Yes, those everyday words may change for different customer groups. As the owner of a non-security-related company, I don’t use “security solution” in everyday convos. But the head of security at a big hotel chain might.
That’s why it’s essential to collect voice-of-customer research on each of your customer groups.
Mistake #2. It’s not instantly obvious why I should care about the letter in my hand.
This is the first contact I’ve had with this company. I didn’t sign up to hear about security solutions or security anything for that matter. I’m a cold lead.
Let’s get nerdy and look at this headline from a stage of awareness perspective:
- Unaware – I don’t know that I have a problem.
- Problem- or Pain-aware – I know I have a problem but not how to solve it.
- Solution-aware – I know there are solutions to my problem, but I don’t know your company is one of them.
- Product-aware – I know your company is a potential solution, but I’m not completely convinced you’re the one I should choose.
- Most aware: I know a lot about your product, and I want it.
(These states were originally introduced by Eugene Schwartz in Breakthrough Advertising.)
Most companies mistakenly put out marketing and sales materials aligned with product-awareness. The problem is…
More often than not, the people they’re trying to reach are in a lower state of awareness — unaware, pain-aware, or solution-aware.
There’s a mismatch in the message you’re leading with and the target customer’s state of mind.
That’s exactly what’s happening with this mailer.
The headline is written for someone who’s more solution-aware (i.e. I know there are solutions to my problem available) or product-aware (i.e. I know your company is one of those solutions)
As the receiver, I’m either unaware (i.e. I’m not aware of a problem) or pain-aware (i.e. I have a problem but I don’t know how to solve it yet). So, the message doesn’t connect with my current state of mind.
“Get the right security solutions” doesn’t speak to something I care about.
The more intriguing message was buried further down inside the letter:
Get a free indoor surveillance camera to help you keep an eye on your business. With a security system and monitoring from Guardian Protection Services, you can manage your security needs from your internet-connected device and even see a live video of your premises with a FREE surveillance camera… (← This is an excerpt from the actual mailer.)

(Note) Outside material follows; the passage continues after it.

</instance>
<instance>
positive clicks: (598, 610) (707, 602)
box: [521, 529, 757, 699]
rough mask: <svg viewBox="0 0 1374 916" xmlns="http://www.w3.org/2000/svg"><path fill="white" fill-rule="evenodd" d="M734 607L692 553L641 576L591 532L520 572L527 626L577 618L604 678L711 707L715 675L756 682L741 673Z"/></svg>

Do you see it — the benefit someone in my stage of awareness might connect with?
Here it is: “… keep an eye on your business.”
If I wanted to make this more relevant, I could write a headline that leads with the pain:
Keep an eye on your business while you’re away with live security video you can watch from your smartphone
You could reasonably assume I’d care about protecting my business assets, especially when I’m not on the premises. This headline is way more relevant to me as a business owner.

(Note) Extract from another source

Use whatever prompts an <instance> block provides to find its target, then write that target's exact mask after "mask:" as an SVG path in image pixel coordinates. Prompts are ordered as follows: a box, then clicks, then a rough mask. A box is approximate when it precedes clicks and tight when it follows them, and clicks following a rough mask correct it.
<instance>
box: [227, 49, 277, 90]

(Though, in conversion copywriting we’d prefer to have data to support this hypothesis.)
In a short space, we’ve made a bridge between the state of mind I’m in (pain-aware) and where they want me to be (product-aware).
- Pain-aware: Theft is a risk. I worry about my business when I’m not on the premises.
- Solution-aware: I can worry less with live security video I can watch on my smartphone.
- Product-aware: Guardian Protection Service provides this service and gives me a free surveillance camera. (This is discussed in the letter.)
When you tap into a potential buyer’s state of mind, you can write words that are instantly more relevant
… increasing the chances that someone stops and pays attention.
Luckily, gauging a person’s state of awareness is a lot easier to do online than with direct mail (thanks to data and analytics). For example…
- If you’re optimizing a landing page that’s getting a lot of Google search traffic, you can get an idea of the stage of awareness from the keywords sending people to your site.
- If you’re optimizing a landing page tied to a paid traffic campaign, you can get an idea of the stage of awareness from the ad that’s sending you the most visitors.
The success of any piece of marketing also depends on the system it’s embedded in.
That includes considering the state of mind of potential buyers.